Monday, December 8, 2014

How Much Money Can You Save With LED Lighting? Ask Macy's

More light at less wattage saves energy, requires fewer natural resources, reduces your carbon footprint, and your electric bills. Savings can be substantial, as many major department store chains have discovered.   

Payback periods for retrofits are often very short and can be under 2 years.  This was the case for retail giant, Macy's, whose payback for their conversion was 1.6 years. 

Macy's teamed up with NYSERDA (New York State Energy Research and Development Authority) and received a $200,000 incentive from NYSERDA's Existing Facility Program to do a pilot program in New York.

Macy's initially retrofitted 17 New York stores with over 24,000 LED lights in a pilot program, netting savings of nearly 73% (over $674,000) per year.  

For retailers, light output and color rendering are critically important considerations for selling products.  Macy's replaced 47 watt halogen lamps with 12 watt LED after discovering the LEDs provided a superior quality of light nothing like the earlier versions.  In fact, many color temperature filters and tones can be achieved to suit.  This includes at the newly constructed building at the Westfield South Shore Mall in Bay Shore, NY (Suffolk County).

So pleased with their results, Macy's reportedly then installed over 1.1 million LED's in more than 800 Macy's & Bloomingdale's stores across the United States (savings figures from the additional installations are not available) and have pledged to using LED fixtures exclusively in any new construction or store renovations.
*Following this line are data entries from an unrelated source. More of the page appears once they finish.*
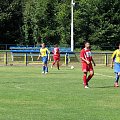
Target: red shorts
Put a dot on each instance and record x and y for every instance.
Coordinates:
(86, 67)
(56, 58)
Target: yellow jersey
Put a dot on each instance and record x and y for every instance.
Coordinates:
(44, 52)
(116, 56)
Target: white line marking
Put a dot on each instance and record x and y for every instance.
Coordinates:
(104, 75)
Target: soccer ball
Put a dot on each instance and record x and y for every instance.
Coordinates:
(72, 67)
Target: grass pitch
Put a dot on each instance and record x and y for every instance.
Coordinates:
(26, 94)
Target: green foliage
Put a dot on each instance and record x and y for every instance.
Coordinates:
(36, 21)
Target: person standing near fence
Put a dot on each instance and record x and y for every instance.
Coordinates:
(44, 53)
(56, 56)
(86, 61)
(116, 62)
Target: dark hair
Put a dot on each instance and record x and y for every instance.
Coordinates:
(56, 45)
(86, 42)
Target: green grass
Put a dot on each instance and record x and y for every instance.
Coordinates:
(26, 94)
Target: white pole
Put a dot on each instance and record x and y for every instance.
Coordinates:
(72, 27)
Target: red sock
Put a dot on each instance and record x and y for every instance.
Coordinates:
(89, 78)
(85, 79)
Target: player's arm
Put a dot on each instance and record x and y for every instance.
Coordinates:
(112, 60)
(48, 54)
(39, 55)
(82, 57)
(93, 62)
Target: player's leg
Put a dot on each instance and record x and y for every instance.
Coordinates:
(85, 79)
(117, 75)
(43, 67)
(91, 73)
(85, 70)
(46, 66)
(54, 62)
(58, 65)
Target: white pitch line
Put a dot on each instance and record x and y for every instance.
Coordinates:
(104, 75)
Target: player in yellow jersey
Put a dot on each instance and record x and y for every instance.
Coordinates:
(116, 61)
(44, 53)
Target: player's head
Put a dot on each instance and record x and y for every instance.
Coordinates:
(43, 45)
(119, 45)
(87, 44)
(56, 45)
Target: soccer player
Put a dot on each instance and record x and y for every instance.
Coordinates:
(86, 60)
(56, 56)
(44, 53)
(116, 62)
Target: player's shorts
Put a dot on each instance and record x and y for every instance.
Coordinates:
(116, 67)
(45, 59)
(56, 58)
(86, 67)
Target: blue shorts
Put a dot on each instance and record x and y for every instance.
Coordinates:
(116, 67)
(45, 60)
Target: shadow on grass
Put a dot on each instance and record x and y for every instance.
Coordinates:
(104, 87)
(11, 82)
(59, 73)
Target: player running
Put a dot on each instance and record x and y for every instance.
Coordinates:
(56, 56)
(116, 61)
(86, 60)
(44, 53)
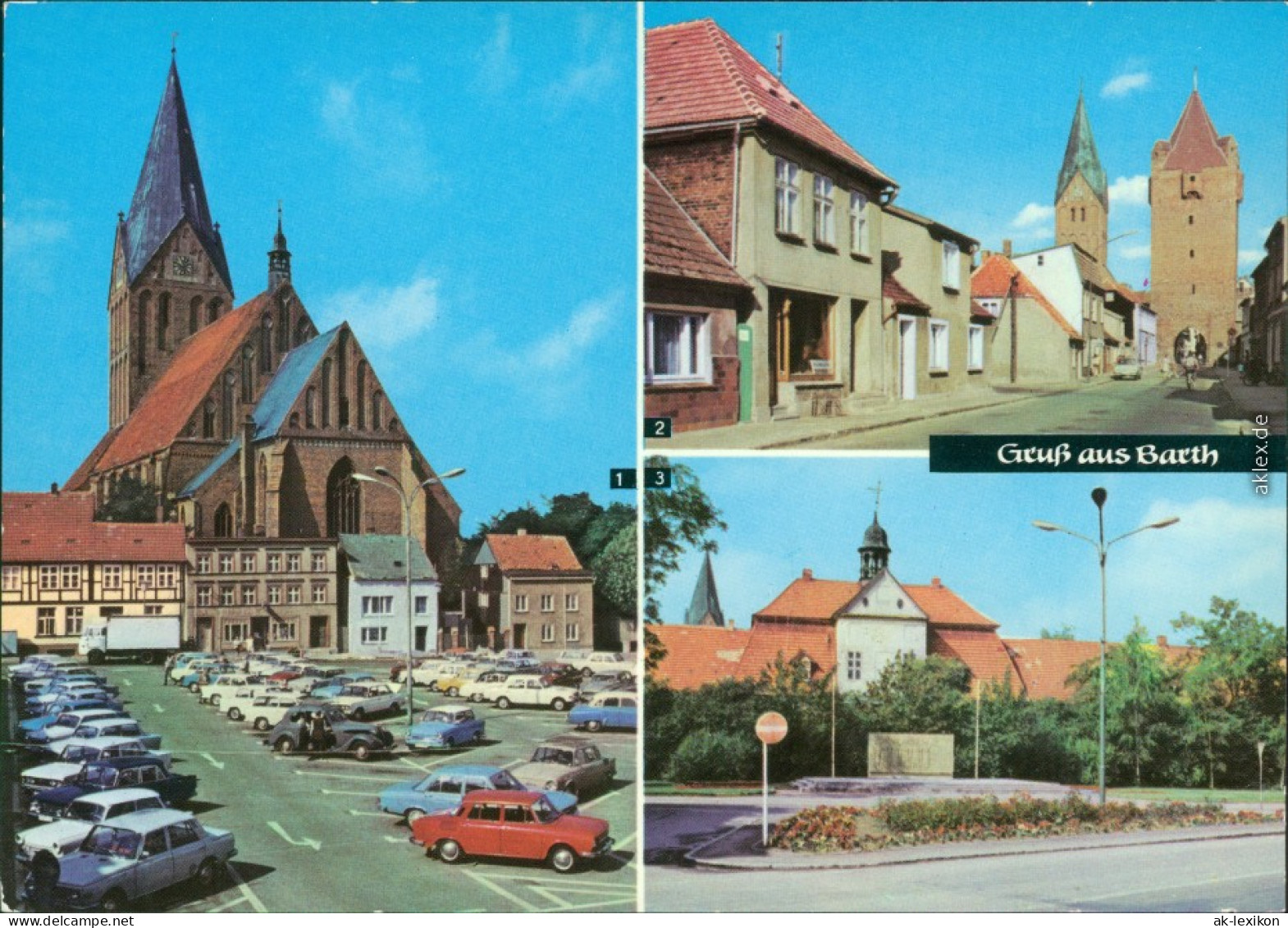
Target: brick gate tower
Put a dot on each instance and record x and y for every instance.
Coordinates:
(1194, 194)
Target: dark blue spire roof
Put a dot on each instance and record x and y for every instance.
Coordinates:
(171, 190)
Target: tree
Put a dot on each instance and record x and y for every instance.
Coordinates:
(675, 519)
(130, 501)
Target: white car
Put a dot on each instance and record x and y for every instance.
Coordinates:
(63, 835)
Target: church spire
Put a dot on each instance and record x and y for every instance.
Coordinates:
(278, 259)
(171, 189)
(705, 606)
(1081, 156)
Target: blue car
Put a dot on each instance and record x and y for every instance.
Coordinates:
(443, 790)
(605, 711)
(446, 727)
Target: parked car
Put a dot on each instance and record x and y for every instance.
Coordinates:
(446, 727)
(304, 725)
(528, 690)
(359, 700)
(532, 829)
(605, 711)
(65, 835)
(115, 774)
(443, 790)
(140, 853)
(569, 762)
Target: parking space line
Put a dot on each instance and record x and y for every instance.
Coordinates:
(499, 891)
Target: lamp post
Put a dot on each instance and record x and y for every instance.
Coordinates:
(1102, 546)
(407, 501)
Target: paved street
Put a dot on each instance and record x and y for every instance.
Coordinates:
(309, 835)
(1243, 874)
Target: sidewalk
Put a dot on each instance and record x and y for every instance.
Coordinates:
(739, 848)
(783, 433)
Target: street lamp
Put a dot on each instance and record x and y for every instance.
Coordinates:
(407, 501)
(1102, 546)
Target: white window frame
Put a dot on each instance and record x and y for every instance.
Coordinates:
(824, 210)
(952, 271)
(859, 223)
(975, 348)
(788, 198)
(695, 348)
(937, 357)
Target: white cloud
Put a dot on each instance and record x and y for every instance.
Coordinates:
(384, 316)
(1033, 214)
(1126, 83)
(1132, 191)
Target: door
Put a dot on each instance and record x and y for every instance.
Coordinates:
(907, 359)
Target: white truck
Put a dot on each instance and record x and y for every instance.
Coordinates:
(140, 638)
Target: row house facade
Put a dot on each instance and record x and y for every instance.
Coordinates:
(61, 569)
(806, 221)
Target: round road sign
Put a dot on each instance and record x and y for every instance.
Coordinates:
(772, 727)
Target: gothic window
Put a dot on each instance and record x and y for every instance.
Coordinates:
(343, 501)
(223, 521)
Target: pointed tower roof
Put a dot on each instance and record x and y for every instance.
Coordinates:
(171, 190)
(1194, 141)
(1081, 156)
(706, 601)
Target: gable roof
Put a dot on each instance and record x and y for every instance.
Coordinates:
(61, 528)
(992, 280)
(1081, 158)
(545, 553)
(176, 395)
(675, 245)
(696, 74)
(271, 411)
(1194, 141)
(698, 654)
(171, 190)
(381, 557)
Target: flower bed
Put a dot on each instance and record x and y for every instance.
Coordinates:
(928, 821)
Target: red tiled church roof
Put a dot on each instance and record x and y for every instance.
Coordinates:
(992, 280)
(675, 245)
(61, 528)
(696, 74)
(698, 654)
(532, 553)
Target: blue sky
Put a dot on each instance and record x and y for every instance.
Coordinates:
(975, 534)
(459, 183)
(969, 106)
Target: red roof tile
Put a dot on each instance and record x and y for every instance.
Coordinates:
(698, 654)
(532, 553)
(675, 245)
(979, 650)
(1194, 142)
(992, 280)
(60, 528)
(696, 74)
(176, 395)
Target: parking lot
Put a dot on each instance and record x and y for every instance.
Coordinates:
(311, 837)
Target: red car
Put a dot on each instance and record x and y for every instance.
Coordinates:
(512, 824)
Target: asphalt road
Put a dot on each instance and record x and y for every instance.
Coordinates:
(311, 837)
(1245, 875)
(1147, 406)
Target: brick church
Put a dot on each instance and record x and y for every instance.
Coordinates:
(248, 419)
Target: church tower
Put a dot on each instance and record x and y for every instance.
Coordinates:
(169, 272)
(1081, 192)
(1194, 194)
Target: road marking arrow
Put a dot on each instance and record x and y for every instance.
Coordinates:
(300, 842)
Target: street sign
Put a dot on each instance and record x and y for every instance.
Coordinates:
(772, 727)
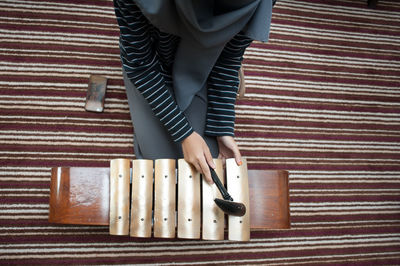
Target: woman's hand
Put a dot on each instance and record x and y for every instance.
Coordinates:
(228, 149)
(197, 153)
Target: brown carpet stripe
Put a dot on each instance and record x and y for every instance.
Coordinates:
(322, 101)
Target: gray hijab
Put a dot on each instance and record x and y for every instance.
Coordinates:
(204, 26)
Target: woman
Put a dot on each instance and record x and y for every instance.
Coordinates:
(180, 63)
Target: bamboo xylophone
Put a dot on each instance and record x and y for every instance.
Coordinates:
(165, 202)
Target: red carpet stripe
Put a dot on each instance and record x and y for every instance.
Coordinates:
(322, 101)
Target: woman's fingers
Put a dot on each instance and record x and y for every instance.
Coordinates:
(197, 153)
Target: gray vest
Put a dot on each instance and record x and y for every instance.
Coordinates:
(204, 26)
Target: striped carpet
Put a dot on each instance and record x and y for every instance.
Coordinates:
(323, 101)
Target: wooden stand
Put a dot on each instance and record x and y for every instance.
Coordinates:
(82, 196)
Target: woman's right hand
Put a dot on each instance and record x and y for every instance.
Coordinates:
(197, 153)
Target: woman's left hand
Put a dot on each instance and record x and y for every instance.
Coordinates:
(228, 149)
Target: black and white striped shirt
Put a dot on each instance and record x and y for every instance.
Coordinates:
(147, 56)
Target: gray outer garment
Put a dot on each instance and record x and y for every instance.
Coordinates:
(151, 139)
(204, 27)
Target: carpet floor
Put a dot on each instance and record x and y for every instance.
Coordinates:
(322, 101)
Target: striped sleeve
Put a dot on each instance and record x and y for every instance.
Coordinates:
(223, 84)
(141, 63)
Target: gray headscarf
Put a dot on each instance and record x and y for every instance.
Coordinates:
(204, 26)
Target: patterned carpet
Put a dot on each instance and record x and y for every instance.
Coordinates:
(323, 101)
Macy's isn't stopping there - energized by the dramatic changes, they are adding solar panels and other efficiencies to stores as part of a broader sustainability initiative they have committed to, rising to one of the top five companies in the nation using solar energy as of 2012  (Walmart was at #1, joined by GM, Ikea, and Kohl's).

Macy's joined the U.S. Department of Energy's Better Buildings Challenge to be a role model for other buildings to go greener.